There is some support for defendant's position in the federal cases. Prior to the adoption of the Rules of Civil Procedure, federal courts held that an action in equity was commenced for the purpose of tolling the statute of limitations by the filing of the complaint with intent to prosecute the suit diligently, provided reasonable diligence was shown in obtaining service of process. See Linn & Lane Timber Co. v. United States, 236 U.S. 574, 578, 35 S.Ct. 440, 59 L.Ed. 725; United States v. Hardy, 4 Cir., 74 F.2d 841, 842; 1 Barron & Holtzoff, Federal Practice & Procedure § 163. A number of states make diligence in obtaining service a requisite for the purpose of tolling their statutes of limitations.


Some cases decided subsequent to the adoption of the Rules have retained the pre-rule view that due diligence in obtaining service is necessary in order to toll the statute of limitations. See Hixon v. Highsmith, E.D.Tenn., 147 F.Supp. 801; International Pulp Equip. Co. v. St. Regis Kraft Co., D.C., 55 F.Supp. 860.
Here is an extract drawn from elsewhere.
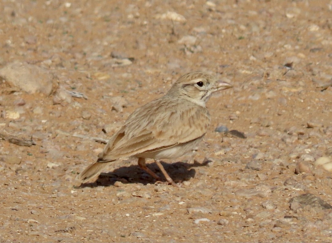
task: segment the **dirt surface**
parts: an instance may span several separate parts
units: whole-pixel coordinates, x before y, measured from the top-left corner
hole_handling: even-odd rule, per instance
[[[0,84],[0,131],[36,143],[0,139],[0,242],[331,242],[331,16],[330,0],[2,1],[0,68],[58,89]],[[89,137],[197,70],[234,87],[198,151],[165,161],[181,187],[130,158],[80,186],[104,146]]]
Another line of cases holds that it is the filing of the complaint when followed by the lodging of the writ with the marshal that tolls the statute of limitations. See Mohler v. Miller, 6 Cir., 235 F.2d 153; Hukill v. Pacific & Arctic R. R. & Nav. Co., 159 F.Supp. 571, 17 Alaska 498. Such result is reached by construing the rules together, more particularly by considering Rule 4(a) in conjunction with Rule 3. As heretofore pointed out, the rules place the obligation for the issuance and service of the summons upon public officials. In our present case, the summons was in fact promptly issued and delivered to the marshal and service was promptly attempted, which subsequently proved to be invalid. There is no evidence of any affirmative action upon the part of the plaintiffs to obstruct the officers in the performance of the duties imposed upon them by Rule 4. Moreover, there has been no unreasonable delay in this case at least subsequent to the time when the dismissal for want of prosecution was set aside.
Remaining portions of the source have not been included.